Auf die hohen Energiepreise will die Kommission im März mit einem Vorschlag für ein neues Strommarktdesign reagieren. Die Konsultation dazu lässt noch auf sich warten, doch durchgesickert ist der Entwurf eines Begleitschreibens. Manuel Berkel fasst die wichtigsten Pläne zusammen.
In der Korruptionsaffäre im Europaparlament gerät die Fraktionschefin der schwer belasteten sozialistischen Fraktion unter Druck. Iratxe García gilt zwar selbst als unbelastet. Ihr wird aber vorgeworfen, dass sie fraktionsintern eine “Kultur der kleinen Geschenke” tatenlos hinnimmt, bei der Posten gegen politische Gefügigkeit verteilt werden. Markus Grabitz hat die Details.

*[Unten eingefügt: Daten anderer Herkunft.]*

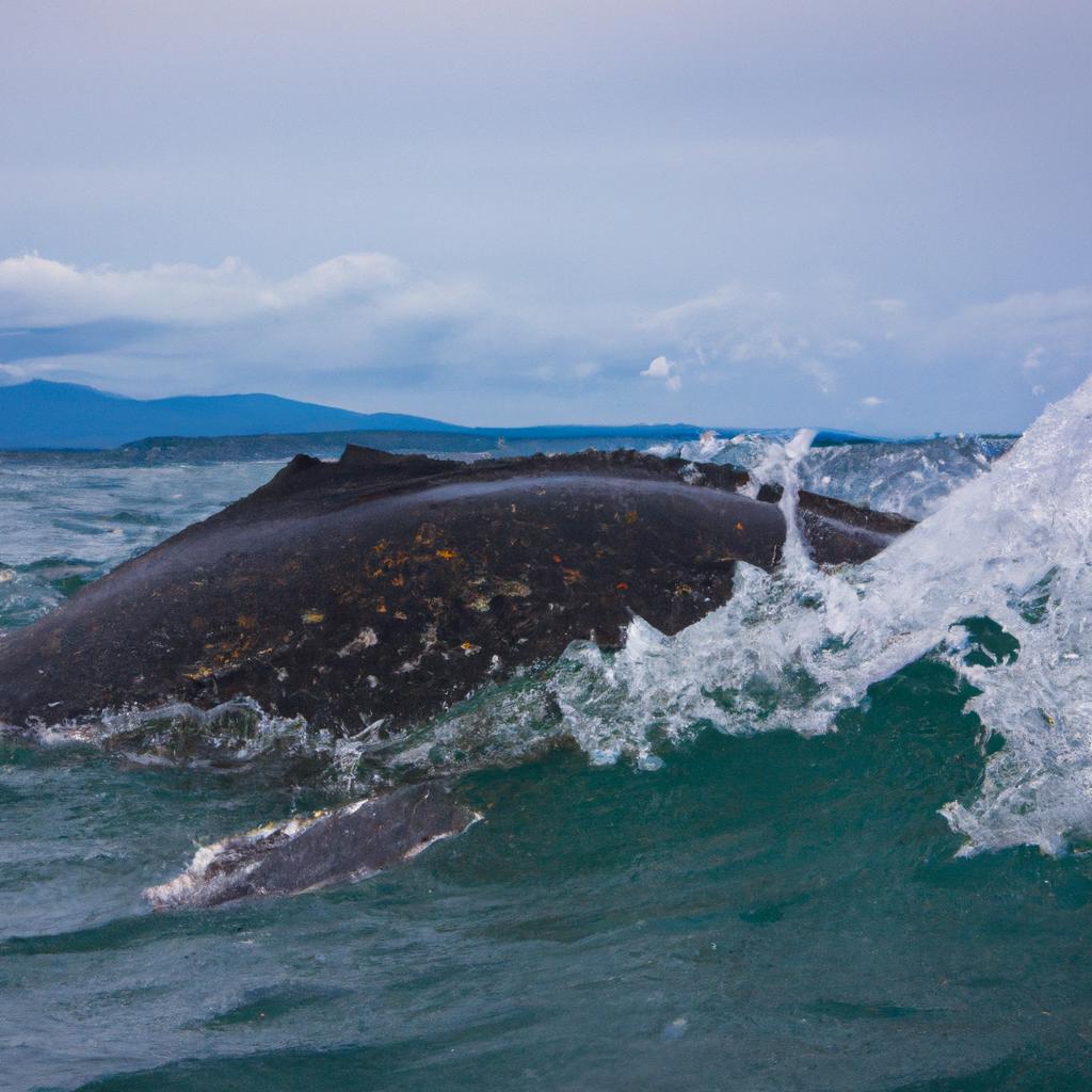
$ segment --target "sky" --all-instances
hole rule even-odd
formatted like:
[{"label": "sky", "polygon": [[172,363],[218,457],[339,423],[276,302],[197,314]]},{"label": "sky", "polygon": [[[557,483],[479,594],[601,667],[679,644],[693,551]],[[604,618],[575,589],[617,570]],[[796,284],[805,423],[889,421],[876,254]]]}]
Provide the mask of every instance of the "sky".
[{"label": "sky", "polygon": [[0,9],[0,382],[914,435],[1092,370],[1088,0]]}]

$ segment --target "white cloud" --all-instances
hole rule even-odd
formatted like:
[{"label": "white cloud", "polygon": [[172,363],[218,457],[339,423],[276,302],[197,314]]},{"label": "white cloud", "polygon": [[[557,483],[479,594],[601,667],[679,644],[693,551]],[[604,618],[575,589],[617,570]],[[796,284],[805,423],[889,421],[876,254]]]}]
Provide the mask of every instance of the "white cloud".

Ich wünsche Ihnen einen angenehmen Wochenstart
Das Auslaufen der kostenlosen CO2-Zertifikate für die Industrie sei der größte Kampf gewesen, erklärte ein erleichterter Michael Bloss (Grüne) am Sonntagmorgen. Die Verhandler aus EU-Parlament, Rat und Kommission hatten zuvor um 2 Uhr nachts eine Einigung im Jumbo-Trilog zur Reform des EU-Emissionshandelssystems (ETS) erzielt.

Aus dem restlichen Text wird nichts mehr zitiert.